Il résulte de ces éléments que les actes reprochés aux prévenus B., C. et D. sont étroitement liés entre eux et que les propos que D. aurait tenus constituent une source importante, si ce n'est la source principale des accusations colportées contre A. au sujet de son implication présumée dans des opérations de livraison de drogue, dont certaines auraient été illégales. En effet, tant B. que C. se seraient fondés sur les déclarations de D., à l'appui de leurs propres accusations, pour convaincre le procureur fédéral d'ouvrir une poursuite pénale contre A. Pour ce motif déjà, la disjonction de la procédure pénale ouverte contre D. d'avec celle dirigée contre B. et C. ne peut pas être admise facilement.

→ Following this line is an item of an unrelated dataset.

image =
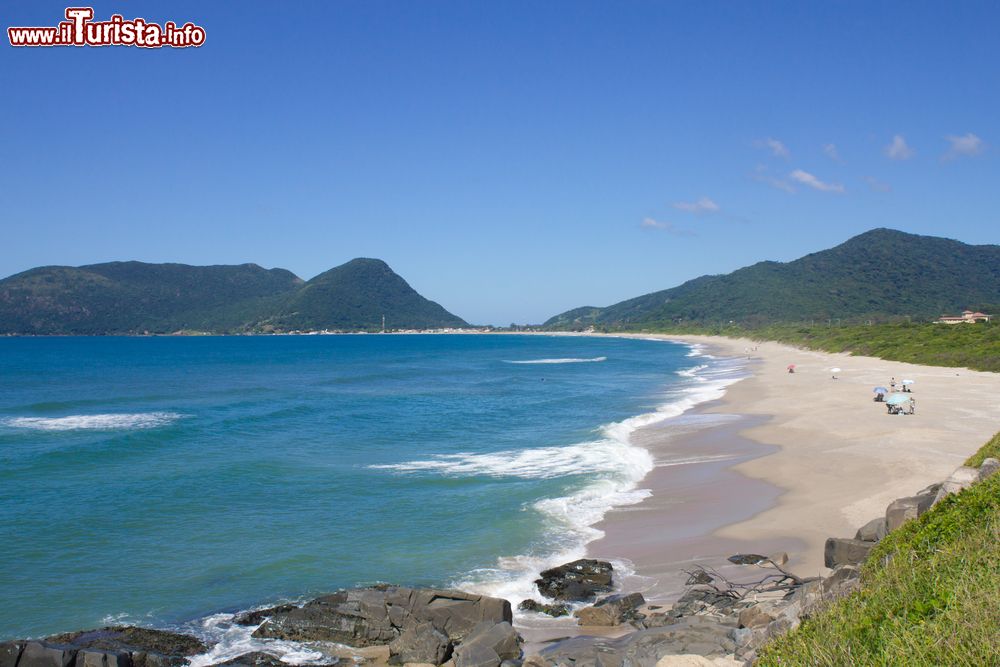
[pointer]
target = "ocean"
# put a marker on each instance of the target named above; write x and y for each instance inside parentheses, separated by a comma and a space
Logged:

En outre, dans le cadre de la procédure pénale ouverte le 23 novembre 2005, D. a été auditionné à deux reprises sur les actes qui lui sont reprochés et il a nié avoir porté des accusations à l'encontre de A. A l'inverse, B. et C. ont chacun confirmé, lors de leurs auditions respectives, que D. aurait tenu des propos à la charge de A., et cela même après avoir été confrontés l'un à l'autre. Force est donc de constater l'existence de divergences fondamentales entre les trois prévenus sur les faits qui seraient survenus entre 2003 et 2004, tels que décrits dans l'acte d'accusation du 24 octobre 2013. Sans une audition contradictoire de D. en présence de B. et de C., il existerait un risque sérieux que ces derniers soient tentés de rejeter la faute sur lui, ses déclarations constituant une source importante des accusations formulées contre A. Dans ces circonstances, une disjonction de la procédure concernant D. constituerait un obstacle important à la recherche de la vérité matérielle et elle pourrait aboutir à des jugements contradictoires. Un tel danger est d'autant plus concret dans le présent cas que l'ordonnance de suspension du 22 septembre 2004 avait déjà relevé l'existence de nombreuses contradictions dans les déclarations des trois prévenus. Ces motifs s'opposent également à une disjonction de causes.

2.2 Les actes reprochés à B., C. et D. auraient eu lieu entre le mois de janvier 2003 et le 22 septembre 2004. Se pose dès lors la question d'une prescription imminente de l'action pénale, motif pouvant justifier une disjonction de causes. La réglementation relative à la prescription de l'action pénale a été modifiée par la novelle du 5 octobre 2001, entrée en vigueur le 1 er octobre 2002 (RO 2002 2993). Cette novelle a aboli le système de la suspension et de l'interruption de la prescription et elle a allongé les délais de prescription de l'action pénale. Les modifications introduites le 1 er octobre 2002 ont été maintenues lors de l'entrée en vigueur, le 1 er janvier 2007, de la loi fédérale du 13 décembre 2002 modifiant le Code pénal suisse (RO 2006 3459). Les dispositions relatives à la prescription de

- 12 l'action pénale sont restées identiques s'agissant des délais (art. 97 al. 1 CP), mais elles ont été adaptées à la nouvelle terminologie des sanctions.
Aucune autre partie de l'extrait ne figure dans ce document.